The latest from Oxford University! Mickey: 2D image matching in 3D SOTA! (CVPR\'24)-AI-php.cn

Table of Contents

Write in front

MicKey introduction

#1) Metric pose supervised learning

2) Network structure

Experimental comparison

Home

Technology peripherals

The latest from Oxford University! Mickey: 2D image matching in 3D SOTA! (CVPR\'24)

WBOYWBOYWBOYWBOYWBOYWBOYWBOYWBOYWBOYWBOYWBOYWBOYWB

Apr 23, 2024 pm 01:20 PM

git 3d Model

Write in front

Project link: https://nianticlabs.github.io/mickey/

Given two pictures, you can pass Correspondences between images are established to estimate camera poses between them. Typically, these correspondences are 2D to 2D, and our estimated poses are scale-indeterminate.

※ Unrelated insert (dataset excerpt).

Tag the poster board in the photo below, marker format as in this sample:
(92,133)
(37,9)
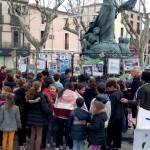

Some applications, such as instant augmented reality anytime, anywhere, require pose estimation of scale metrics, so they rely on external depth estimators to recover scale.

This article proposes MicKey, a key point matching process that can predict metric correspondences in three-dimensional camera space. By learning 3D coordinate matching across images, we are able to infer metric relative pose without depth testing. There is also no need for depth testing, scene reconstruction or image overlap information during training. MicKey is supervised only by image pairs and their relative poses. MicKey achieves state-of-the-art performance on map-free relocalization benchmarks while requiring less supervision than other competing methods.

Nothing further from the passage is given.